Familial mediterranean fever: clinical case
Author(s) -
Roman S. Saykovskiy,
Сайковский Роман Станиславович,
S. V. Sadovnikova,
Садовникова Светлана Владимировна
Publication year - 2019
Publication title -
kliničeskaâ praktika
Language(s) - English
Resource type - Journals
eISSN - 2618-8627
pISSN - 2220-3095
DOI - 10.17816/clinpract101101-107
Subject(s) - familial mediterranean fever , medicine , polyarthritis , abdominal pain , pediatrics , differential diagnosis , disease , gastroenterology , dermatology , surgery , arthritis , pathology
Background. Familial Mediterranean fever (FMF) is the brightest exponent of autoinflammatory diseases. FMF usually occurs to people of Mediterranean origin (Jews, Armenians, Azerbaijanis, Arabs, Kurds, Greeks, Turks and Italians). This is a hereditary disease with the autosomal recessive inheritance. Includes history of research, epidemiology FMF, variants of the disease course, methods of treatment.

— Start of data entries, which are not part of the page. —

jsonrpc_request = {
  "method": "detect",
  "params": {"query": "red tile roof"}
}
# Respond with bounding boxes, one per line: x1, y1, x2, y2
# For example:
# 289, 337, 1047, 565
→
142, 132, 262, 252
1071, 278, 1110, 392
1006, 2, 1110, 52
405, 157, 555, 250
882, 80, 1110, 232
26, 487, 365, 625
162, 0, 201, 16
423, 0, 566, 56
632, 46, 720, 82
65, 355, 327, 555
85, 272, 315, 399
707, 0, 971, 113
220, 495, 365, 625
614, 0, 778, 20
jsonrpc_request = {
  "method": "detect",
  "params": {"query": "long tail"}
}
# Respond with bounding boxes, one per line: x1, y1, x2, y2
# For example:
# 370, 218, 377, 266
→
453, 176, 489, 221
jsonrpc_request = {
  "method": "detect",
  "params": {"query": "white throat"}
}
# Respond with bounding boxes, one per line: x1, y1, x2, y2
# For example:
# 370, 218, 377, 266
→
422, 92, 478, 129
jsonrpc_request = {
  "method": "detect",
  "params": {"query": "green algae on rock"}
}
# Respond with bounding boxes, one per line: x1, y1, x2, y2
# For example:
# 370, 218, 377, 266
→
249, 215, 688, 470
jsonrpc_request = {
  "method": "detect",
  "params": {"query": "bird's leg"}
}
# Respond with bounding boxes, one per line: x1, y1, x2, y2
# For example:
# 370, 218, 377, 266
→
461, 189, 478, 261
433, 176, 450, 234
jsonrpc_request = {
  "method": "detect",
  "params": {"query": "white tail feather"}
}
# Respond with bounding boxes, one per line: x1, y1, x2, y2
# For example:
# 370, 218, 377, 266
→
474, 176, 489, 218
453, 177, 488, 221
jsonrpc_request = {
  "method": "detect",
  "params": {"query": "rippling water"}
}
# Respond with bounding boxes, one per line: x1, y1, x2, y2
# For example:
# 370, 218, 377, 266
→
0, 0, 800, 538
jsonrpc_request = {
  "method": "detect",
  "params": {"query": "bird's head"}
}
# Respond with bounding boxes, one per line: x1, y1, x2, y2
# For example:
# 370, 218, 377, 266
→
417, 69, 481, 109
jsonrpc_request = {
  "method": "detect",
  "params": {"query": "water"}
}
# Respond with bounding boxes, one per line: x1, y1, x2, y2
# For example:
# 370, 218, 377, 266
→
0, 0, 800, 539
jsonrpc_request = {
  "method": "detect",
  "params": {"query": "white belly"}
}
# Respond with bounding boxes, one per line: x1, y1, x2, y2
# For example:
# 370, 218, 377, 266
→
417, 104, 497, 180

Clinical case description. A 61-year-old woman arrived complaining of weakness, fever, joint pain. First sign of disease showed at 20-years-old. When she came in: WBC 20.1–109/l, HGB 6.7 g/ml, ESR 60 mm/h, CRP 100 mg/l, CRP 202 μmol/L, UREA 19.7 mmol/L. Quantity of protein in one liter of urine 0.160 g. Ultrasonic signs of pyelectasis in both kidneys. The diagnosis was made on the basis of characteristic attacks of fever, polyarthritis, thoracalgia of Armenian nationality patient. The diagnosis was confirmed by the detection of amyloidosis and genetic data.

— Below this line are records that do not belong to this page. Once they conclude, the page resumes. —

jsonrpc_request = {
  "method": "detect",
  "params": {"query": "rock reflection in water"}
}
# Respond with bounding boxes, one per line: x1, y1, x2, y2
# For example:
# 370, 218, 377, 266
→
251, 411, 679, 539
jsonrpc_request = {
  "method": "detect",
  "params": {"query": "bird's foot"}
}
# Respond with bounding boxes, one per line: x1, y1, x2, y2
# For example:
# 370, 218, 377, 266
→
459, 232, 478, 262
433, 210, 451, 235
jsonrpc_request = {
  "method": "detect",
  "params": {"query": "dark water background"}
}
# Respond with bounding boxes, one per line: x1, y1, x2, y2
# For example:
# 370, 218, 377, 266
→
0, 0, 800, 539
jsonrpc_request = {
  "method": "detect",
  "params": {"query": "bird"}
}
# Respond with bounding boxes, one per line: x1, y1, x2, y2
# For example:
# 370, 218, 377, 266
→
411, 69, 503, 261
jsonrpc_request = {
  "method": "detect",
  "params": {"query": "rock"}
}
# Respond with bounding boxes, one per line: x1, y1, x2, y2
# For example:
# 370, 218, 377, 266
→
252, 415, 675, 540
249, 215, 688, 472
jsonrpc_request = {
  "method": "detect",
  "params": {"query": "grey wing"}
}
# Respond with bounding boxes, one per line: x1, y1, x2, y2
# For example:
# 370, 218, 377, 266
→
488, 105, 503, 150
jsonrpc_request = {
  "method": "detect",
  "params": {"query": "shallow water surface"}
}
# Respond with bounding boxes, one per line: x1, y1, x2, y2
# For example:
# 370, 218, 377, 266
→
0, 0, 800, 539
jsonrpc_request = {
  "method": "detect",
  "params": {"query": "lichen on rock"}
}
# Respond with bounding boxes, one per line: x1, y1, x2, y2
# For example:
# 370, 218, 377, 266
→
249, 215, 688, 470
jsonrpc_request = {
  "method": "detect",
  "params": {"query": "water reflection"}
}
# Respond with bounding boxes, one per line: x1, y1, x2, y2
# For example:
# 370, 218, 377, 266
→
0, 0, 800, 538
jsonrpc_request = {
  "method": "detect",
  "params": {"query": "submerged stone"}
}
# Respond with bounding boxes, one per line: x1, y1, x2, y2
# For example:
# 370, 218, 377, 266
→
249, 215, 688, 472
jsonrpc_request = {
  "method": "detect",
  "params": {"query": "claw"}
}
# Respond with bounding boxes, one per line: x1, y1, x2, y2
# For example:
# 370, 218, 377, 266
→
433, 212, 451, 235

Conclusion. Knowledge of the FMF clinical profile is important for differential diagnosis with many acute conditions, e.g. acute abdomen, myocardial infarction, pneumothorax, rheumatic diseases. It is important to remember that untimely diagnosis and improper treatment lead to the development of AA-amyloidosis (30–40%) with the outcome of renal failure.